L'ANALYSE ET LES MOTIFS
[37] Dans le présent dossier, les Bénéficiaires ont porté en arbitrage une décision rendue par l’Administrateur le 22 octobre 2012 Essentiellement, le point en litige concerne la fissuration sur la dalle de béton du garage.
[38] Il importe de rappeler que le présent arbitrage se tient en vertu du Règlement sur le plan de garantie des bâtiments résidentiels neufs.[4](ci-après le Règlement). C’est donc sur les dispositions du Règlement que l’arbitre doit fonder sa décision.
[39] Il convient donc de répertorier d’abord les dispositions légales et réglementaires qui encadrent les obligations des parties.
[40] La Loi sur le bâtiment[5] (ci-après la Loi) impose aux entrepreneurs généraux l’obligation de détenir une licence qu’ils ne peuvent obtenir qu’à certaines conditions, dont l’adhésion à un plan de garantie de leurs obligations, prescrite également par l’article 6 du Règlement.
[41] En vertu de l’article 79.1 de la Loi, «l'entrepreneur est tenu de réparer tous les défauts de construction résultant de l'inexécution ou de l'exécution de travaux de construction couverts par le plan» de garantie auquel il a adhéré.
[42] Les dispositions pertinentes du Règlement en regard des travaux couverts par le plan de garantie sont les suivantes:
7. Un plan de garantie doit garantir l’exécution des obligations légales et contractuelles d’un entrepreneur dans la mesure et de la manière prévues par la présente section.
10. La garantie d'un plan dans le cas de manquement de l'entrepreneur à ses obligations légales ou contractuelles après la réception du bâtiment doit couvrir:
1° le parachèvement des travaux relatifs au bâtiment ...
2° la réparation des vices et malfaçons apparents visés à l'article 2111 du Code civil...
3° la réparation des malfaçons existantes et non apparentes au moment de la réception et découvertes dans l'année qui suit la réception, visées aux articles 2113 et 2120 du Code civil...
4° la réparation des vices cachés au sens de l'article 1726 ou de l'article 2103 du Code civil qui sont découverts dans les 3 ans suivant la réception du bâtiment ...
5° la réparation des vices de conception, de construction ou de réalisation et des vices du sol, au sens de l'article 2118 du Code civil, qui apparaissent dans les 5 ans suivant la fin des travaux ...
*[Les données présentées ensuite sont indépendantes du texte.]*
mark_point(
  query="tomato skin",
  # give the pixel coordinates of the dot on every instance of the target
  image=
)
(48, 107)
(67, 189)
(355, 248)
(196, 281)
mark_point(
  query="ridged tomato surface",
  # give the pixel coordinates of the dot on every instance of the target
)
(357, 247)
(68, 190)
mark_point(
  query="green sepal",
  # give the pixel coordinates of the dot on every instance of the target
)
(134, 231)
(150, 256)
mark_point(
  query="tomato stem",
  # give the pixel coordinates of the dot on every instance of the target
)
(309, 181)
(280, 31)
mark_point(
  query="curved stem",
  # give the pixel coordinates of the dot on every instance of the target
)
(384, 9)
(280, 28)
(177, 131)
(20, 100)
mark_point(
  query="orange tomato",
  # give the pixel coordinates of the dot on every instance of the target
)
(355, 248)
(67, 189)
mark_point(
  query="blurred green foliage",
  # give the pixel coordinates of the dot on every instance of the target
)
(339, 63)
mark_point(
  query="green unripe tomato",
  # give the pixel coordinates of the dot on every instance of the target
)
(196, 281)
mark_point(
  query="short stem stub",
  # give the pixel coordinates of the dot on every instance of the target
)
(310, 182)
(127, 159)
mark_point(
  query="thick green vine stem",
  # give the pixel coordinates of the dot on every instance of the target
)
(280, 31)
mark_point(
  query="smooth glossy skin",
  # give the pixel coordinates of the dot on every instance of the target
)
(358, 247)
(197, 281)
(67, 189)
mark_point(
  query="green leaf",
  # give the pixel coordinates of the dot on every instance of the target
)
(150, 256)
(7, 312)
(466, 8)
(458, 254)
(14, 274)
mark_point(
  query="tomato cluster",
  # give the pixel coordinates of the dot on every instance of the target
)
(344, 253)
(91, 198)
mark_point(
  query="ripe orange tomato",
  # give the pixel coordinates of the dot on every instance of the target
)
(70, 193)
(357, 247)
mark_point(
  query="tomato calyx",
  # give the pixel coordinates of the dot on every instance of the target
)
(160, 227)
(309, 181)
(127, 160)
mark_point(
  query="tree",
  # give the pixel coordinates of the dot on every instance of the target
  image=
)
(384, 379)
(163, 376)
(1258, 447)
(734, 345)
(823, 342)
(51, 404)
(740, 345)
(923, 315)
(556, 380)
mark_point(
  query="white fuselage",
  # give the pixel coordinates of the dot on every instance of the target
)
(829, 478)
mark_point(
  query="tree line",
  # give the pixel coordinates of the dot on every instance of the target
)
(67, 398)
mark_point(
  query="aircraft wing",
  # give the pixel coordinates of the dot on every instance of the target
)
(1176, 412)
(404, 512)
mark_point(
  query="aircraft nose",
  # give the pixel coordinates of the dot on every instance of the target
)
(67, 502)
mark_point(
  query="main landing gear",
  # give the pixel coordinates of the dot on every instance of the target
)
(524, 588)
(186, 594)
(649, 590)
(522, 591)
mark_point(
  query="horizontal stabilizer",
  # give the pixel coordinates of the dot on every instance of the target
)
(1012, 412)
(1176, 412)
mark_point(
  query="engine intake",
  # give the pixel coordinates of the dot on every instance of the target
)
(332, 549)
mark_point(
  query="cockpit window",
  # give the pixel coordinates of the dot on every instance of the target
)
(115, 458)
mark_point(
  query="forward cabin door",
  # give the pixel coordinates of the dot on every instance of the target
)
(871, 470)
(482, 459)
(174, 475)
12. Sont exclus de la garantie:
.....
2° les réparations rendues nécessaires par un comportement normal des matériaux tels les fissures et les rétrécissements
[43] Tel qu’établi dès les premières lignes de l’article 10 du Règlement, tout vice ou malfaçon dans la construction donnera ouverture à l'application de la garantie. Au surplus, les tribunaux ont établi le caractère d’ordre public (les parties ne peuvent y déroger, même par convention) du Règlement.. À cet effet, le Tribunal réfère notamment aux propos de l’Honorable Pierrette Rayle qui s’exprimait pour la Cour d’appel du Québec sur cette question:
Le Règlement est d’ordre public. Il pose les conditions applicables aux personnes morales qui aspirent à administrer un plan de garantie. Il fixe les modalités et les limites du plan de garantie ainsi que, pour ses dispositions essentielles, le contenu du contrat de garantie souscrit par les bénéficiaires de la garantie, en l’occurrence, les intimés.[6]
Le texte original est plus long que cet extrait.